Woolley and the Lanes were members of the same church in Malden, and Woolley received regular letters from the Lane family while they were at their summer home in Maine. He supported their missionary work on Malaga Island, and led an effort to raise money to buy a motor boat for Captain Lane. He also wrote articles for local newspapers about the living conditions on Malaga Island and the work that the Lanes were doing there. Clippings of some of Woolley’s articles are contained in the scrapbooks, along with several photographs of the island school and the pupils. The scrapbooks also contain five thank-you letters written by the students to Fred Woolley, who donated clothes, books, chalk, and a blackboard to the school in August 1907. By the summer of 1908, Mrs. Lane and Woolley had raised enough money to build a separate school building for the children of Malaga Island. The building was completed and ready for use in October of that year.
Fred Woolley’s scrapbooks only document the years 1906 to 1908. Malaga Island was first settled around 1860. By the early 1900s, Malaga Island and its inhabitants were the subject of regular newspaper articles portraying the residents as ignorant, uncivilized, and degenerate. In 1911, eight of the island’s 40 inhabitants were institutionalized at the Maine School for the Feeble Minded. The State of Maine bought the island the next year, and ordered the residents to leave by 1 July 1912.
The new school house was moved to Muscongus Island.
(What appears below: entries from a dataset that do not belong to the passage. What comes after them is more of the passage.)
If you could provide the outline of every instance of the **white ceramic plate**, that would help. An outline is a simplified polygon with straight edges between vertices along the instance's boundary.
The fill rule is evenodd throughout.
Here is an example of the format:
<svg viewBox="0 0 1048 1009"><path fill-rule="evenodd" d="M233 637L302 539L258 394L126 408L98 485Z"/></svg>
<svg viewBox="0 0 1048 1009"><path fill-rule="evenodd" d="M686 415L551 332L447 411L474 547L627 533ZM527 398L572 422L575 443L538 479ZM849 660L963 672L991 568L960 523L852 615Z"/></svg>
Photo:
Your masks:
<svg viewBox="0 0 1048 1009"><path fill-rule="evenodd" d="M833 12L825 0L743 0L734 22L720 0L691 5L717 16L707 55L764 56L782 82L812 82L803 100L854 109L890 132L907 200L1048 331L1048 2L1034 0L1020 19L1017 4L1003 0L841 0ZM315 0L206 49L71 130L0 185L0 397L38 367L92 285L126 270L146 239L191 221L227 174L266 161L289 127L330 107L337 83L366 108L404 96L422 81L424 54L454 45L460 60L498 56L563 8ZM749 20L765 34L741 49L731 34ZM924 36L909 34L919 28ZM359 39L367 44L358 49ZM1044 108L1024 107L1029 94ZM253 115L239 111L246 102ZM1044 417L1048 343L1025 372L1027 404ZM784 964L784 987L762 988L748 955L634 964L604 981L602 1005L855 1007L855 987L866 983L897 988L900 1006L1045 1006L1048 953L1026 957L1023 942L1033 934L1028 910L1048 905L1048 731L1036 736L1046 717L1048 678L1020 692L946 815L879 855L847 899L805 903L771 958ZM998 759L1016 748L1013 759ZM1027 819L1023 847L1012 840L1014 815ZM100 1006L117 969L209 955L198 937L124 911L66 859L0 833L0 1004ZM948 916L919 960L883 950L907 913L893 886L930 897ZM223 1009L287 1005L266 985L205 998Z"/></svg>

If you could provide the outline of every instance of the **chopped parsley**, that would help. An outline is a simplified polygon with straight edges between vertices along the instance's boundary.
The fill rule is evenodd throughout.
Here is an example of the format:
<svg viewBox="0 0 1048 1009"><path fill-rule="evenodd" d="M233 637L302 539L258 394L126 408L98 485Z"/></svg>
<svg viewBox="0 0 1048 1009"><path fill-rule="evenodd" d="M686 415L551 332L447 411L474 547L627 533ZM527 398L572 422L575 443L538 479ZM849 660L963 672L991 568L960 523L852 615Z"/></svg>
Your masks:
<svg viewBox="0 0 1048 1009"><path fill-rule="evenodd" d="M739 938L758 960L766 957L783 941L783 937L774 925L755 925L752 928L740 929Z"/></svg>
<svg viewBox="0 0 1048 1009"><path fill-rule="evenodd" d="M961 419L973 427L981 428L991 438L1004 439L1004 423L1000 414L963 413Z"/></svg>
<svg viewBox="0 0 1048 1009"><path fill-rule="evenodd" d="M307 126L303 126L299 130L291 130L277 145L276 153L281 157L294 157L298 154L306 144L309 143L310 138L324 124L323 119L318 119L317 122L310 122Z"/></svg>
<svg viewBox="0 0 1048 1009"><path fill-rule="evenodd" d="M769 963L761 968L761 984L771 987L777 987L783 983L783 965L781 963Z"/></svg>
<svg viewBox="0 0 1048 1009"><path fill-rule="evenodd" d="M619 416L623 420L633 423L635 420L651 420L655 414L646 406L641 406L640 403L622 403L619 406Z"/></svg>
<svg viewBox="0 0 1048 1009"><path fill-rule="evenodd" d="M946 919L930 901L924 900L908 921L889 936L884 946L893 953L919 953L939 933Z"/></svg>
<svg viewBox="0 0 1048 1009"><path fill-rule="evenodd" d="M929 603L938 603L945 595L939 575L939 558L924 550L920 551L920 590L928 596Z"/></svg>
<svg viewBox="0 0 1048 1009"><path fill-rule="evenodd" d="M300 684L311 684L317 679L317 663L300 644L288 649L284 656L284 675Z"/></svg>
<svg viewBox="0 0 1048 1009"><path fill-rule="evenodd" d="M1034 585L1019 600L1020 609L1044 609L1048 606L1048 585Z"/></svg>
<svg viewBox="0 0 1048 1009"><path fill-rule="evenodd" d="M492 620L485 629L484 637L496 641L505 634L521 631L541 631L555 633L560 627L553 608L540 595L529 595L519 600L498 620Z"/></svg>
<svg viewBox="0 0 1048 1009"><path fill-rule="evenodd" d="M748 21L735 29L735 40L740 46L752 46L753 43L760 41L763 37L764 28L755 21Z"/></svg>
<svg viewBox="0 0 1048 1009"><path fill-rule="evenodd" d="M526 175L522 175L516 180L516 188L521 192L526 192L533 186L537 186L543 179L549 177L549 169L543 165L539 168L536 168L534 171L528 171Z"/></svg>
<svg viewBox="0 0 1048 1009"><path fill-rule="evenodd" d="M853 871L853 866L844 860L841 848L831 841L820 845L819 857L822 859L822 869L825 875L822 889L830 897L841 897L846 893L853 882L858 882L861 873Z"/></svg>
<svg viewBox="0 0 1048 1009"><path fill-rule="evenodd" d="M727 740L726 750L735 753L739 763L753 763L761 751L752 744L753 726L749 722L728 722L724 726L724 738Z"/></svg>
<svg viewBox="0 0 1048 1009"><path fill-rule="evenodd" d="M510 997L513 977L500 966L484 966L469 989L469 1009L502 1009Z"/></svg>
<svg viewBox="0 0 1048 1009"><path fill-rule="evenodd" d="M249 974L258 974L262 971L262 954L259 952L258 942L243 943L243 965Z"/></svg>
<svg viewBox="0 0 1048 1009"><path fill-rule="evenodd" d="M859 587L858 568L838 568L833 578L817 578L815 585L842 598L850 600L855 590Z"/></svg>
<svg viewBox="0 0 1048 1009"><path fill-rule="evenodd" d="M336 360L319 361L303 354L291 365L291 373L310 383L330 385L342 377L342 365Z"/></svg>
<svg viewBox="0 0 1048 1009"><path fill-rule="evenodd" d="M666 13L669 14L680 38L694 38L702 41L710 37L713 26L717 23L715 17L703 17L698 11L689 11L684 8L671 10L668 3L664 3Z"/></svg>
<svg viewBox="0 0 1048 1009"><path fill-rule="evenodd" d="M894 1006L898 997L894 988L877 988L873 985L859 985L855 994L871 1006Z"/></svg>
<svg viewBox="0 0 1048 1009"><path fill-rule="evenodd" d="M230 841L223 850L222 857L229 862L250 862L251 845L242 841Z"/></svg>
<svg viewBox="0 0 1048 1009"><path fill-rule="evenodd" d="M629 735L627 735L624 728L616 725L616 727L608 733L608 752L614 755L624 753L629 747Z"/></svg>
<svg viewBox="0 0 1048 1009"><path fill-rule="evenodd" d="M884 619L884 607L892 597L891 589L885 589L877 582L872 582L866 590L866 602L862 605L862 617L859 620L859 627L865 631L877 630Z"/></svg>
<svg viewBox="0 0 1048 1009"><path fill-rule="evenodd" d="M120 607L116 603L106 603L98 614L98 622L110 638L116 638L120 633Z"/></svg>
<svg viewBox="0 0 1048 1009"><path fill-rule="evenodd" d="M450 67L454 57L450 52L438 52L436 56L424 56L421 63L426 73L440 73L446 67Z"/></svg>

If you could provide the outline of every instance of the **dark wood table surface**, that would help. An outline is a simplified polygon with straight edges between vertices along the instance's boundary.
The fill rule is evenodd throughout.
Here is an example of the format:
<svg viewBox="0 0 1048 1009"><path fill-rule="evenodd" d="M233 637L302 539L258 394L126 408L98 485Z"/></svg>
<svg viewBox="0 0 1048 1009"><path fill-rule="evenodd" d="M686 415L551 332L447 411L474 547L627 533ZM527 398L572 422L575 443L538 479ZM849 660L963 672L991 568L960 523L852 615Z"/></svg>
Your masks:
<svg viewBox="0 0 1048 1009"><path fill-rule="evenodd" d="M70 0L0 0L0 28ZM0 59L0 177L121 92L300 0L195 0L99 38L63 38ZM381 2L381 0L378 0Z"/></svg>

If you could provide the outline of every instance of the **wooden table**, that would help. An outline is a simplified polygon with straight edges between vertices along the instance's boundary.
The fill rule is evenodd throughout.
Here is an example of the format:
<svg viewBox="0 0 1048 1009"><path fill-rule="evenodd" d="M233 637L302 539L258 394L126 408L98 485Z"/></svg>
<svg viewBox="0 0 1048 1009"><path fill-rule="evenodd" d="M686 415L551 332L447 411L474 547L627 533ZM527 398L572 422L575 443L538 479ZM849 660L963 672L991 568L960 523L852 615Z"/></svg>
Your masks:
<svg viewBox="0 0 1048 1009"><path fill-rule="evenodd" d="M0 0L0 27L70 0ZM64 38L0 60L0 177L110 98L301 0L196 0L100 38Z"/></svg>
The state also disinterred all of the bodies from the island’s cemetery and reburied them in the cemetery at the Maine School for the Feeble Minded. The history of Malaga Island remained largely forgotten by the general public until recent years. In 2010, the state of Maine apologized for its treatment of the Malaga Island residents. Two years later, the Maine State Museum opened an exhibit on the history of Malaga Island, and Fred Woolley’s scrapbooks were loaned to the Museum to display during this exhibit.
The community on Malaga Island was eliminated in 1912, and few traces survive. The scrapbooks in our special collections are some of the few documents that remain about the island’s community. The first volume of the scrapbook has been digitized, and it is available to our members through the Digital Library and Archive in our library catalog. While this manuscript is not a new addition to the Digital Library and Archive, some of the pages were recently rescanned and updated.